Time Series Forecasting
Build reliable time series forecasting models for business metrics. Covers statistical methods (ARIMA, ETS), machine learning approaches, Prophet, neural forecasting, feature engineering for temporal data, and the evaluation frameworks that separate useful forecasts from noise.
Time series forecasting predicts future values based on historical patterns. Revenue forecasting, capacity planning, demand prediction, and anomaly detection all depend on accurate time series models. The challenge is that time series data has unique properties — trend, seasonality, autocorrelation — that standard ML models do not handle well out of the box.
Time Series Components
Raw signal = Trend + Seasonality + Residual
Trend: Long-term direction (growing, declining, flat)
Seasonality: Repeating patterns (daily, weekly, monthly, yearly)
Residual: Random noise after removing trend and seasonality
Example (e-commerce revenue):
Trend: 15% YoY growth
Weekly seasonality: Peak on weekends
Yearly seasonality: Holiday spikes (Nov-Dec)
Residual: Day-to-day variation
Statistical Methods
ARIMA
from statsmodels.tsa.arima.model import ARIMA
# ARIMA(p, d, q)
# p: autoregressive order (how many past values)
# d: differencing order (how many times to difference)
# q: moving average order (how many past errors)
model = ARIMA(train_data, order=(2, 1, 2))
fitted = model.fit()
# Forecast next 30 days
forecast = fitted.forecast(steps=30)
# With confidence intervals
forecast_result = fitted.get_forecast(steps=30)
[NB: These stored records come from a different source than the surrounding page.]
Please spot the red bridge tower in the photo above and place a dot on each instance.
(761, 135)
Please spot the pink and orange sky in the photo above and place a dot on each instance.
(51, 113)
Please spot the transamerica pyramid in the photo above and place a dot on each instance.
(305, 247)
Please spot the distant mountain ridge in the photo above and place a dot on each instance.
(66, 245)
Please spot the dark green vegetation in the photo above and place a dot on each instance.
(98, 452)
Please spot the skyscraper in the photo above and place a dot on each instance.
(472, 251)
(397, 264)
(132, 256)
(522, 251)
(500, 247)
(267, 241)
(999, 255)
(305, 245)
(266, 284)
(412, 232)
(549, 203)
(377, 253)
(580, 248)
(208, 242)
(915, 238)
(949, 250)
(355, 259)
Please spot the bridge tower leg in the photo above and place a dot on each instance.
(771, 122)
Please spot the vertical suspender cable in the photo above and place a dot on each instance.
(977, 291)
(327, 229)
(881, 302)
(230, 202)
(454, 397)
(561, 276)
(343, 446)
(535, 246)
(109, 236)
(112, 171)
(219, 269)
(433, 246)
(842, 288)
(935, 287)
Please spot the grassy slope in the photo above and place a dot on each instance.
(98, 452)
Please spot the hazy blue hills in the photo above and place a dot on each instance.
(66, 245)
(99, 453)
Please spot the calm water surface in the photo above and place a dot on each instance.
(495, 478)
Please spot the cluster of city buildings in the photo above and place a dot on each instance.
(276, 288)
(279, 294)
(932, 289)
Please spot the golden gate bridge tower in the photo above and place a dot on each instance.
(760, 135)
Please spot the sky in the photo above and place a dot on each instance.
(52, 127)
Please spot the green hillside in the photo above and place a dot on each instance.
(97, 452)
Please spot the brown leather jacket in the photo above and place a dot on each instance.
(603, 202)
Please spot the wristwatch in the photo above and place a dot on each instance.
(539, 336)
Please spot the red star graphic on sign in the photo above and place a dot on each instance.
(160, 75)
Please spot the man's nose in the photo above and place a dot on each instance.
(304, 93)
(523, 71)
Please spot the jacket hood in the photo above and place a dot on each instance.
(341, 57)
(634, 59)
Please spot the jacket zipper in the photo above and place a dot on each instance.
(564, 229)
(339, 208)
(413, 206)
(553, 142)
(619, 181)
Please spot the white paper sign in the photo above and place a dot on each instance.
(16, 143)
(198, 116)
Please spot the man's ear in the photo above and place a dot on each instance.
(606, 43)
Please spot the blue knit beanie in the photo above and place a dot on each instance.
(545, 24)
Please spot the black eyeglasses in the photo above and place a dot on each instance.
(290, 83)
ci = forecast_result.conf_int(alpha=0.05) # 95% CI
Prophet (Meta)
from prophet import Prophet
# Prophet handles trend, seasonality, and holidays automatically
model = Prophet(
yearly_seasonality=True,
weekly_seasonality=True,
daily_seasonality=False,
changepoint_prior_scale=0.05, # Flexibility of trend
)
# Add custom seasonality
model.add_seasonality(name='monthly', period=30.5, fourier_order=5)
# Add holidays
model.add_country_holidays(country_name='US')
# Fit
model.fit(df[['ds', 'y']]) # ds: date, y: value
# Forecast
future = model.make_future_dataframe(periods=90)
forecast = model.predict(future)
# Components (trend, seasonality breakdown)
model.plot_components(forecast)
Feature Engineering for Temporal Data
def create_temporal_features(df, date_col='date'):
"""Create features that capture temporal patterns."""
df = df.copy()
# Calendar features
df['day_of_week'] = df[date_col].dt.dayofweek
df['month'] = df[date_col].dt.month
df['quarter'] = df[date_col].dt.quarter
df['is_weekend'] = df['day_of_week'].isin([5, 6]).astype(int)
df['is_month_end'] = df[date_col].dt.is_month_end.astype(int)
# Lag features
for lag in [1, 7, 14, 28]:
df[f'lag_{lag}'] = df['value'].shift(lag)
# Rolling statistics
for window in [7, 14, 28]:
df[f'rolling_mean_{window}'] = df['value'].rolling(window).mean()
df[f'rolling_std_{window}'] = df['value'].rolling(window).std()
# Expanding features
df['expanding_mean'] = df['value'].expanding().mean()
return df
Evaluation
# Time series cross-validation (walk-forward)
from sklearn.model_selection import TimeSeriesSplit
tscv = TimeSeriesSplit(n_splits=5)
errors = []
for train_idx, test_idx in tscv.split(data):
train = data.iloc[train_idx]
test = data.iloc[test_idx]
model.fit(train)
predictions = model.predict(test)
mape = mean_absolute_percentage_error(test['y'], predictions)
errors.append(mape)
print(f"Average MAPE across folds: {np.mean(errors):.2%}")
| Metric | Formula | When to Use |
|---|---|---|
| MAE | mean(abs(actual - predicted)) | When all errors matter equally |
| MAPE | mean(abs(actual - predicted) / actual) | When relative error matters |
| RMSE | sqrt(mean((actual - predicted)²)) | When large errors are costly |
| sMAPE | Symmetric MAPE | When values cross zero |
Anti-Patterns
| Anti-Pattern | Consequence | Fix |
|---|---|---|
| Random train/test split | Data leakage, inflated metrics | Walk-forward / time series CV |
| Ignoring seasonality | Model misses repeating patterns | Decompose and model seasonality |
| No baseline comparison | Cannot assess model value | Compare vs naive forecast (last value) |
| Forecasting too far ahead | Accuracy degrades rapidly | Limit horizon, quantify uncertainty |
| Single point forecast | False precision, no uncertainty | Prediction intervals with confidence levels |
Time series forecasting is not about predicting the future perfectly — it is about quantifying uncertainty and providing decision-makers with ranges and probabilities.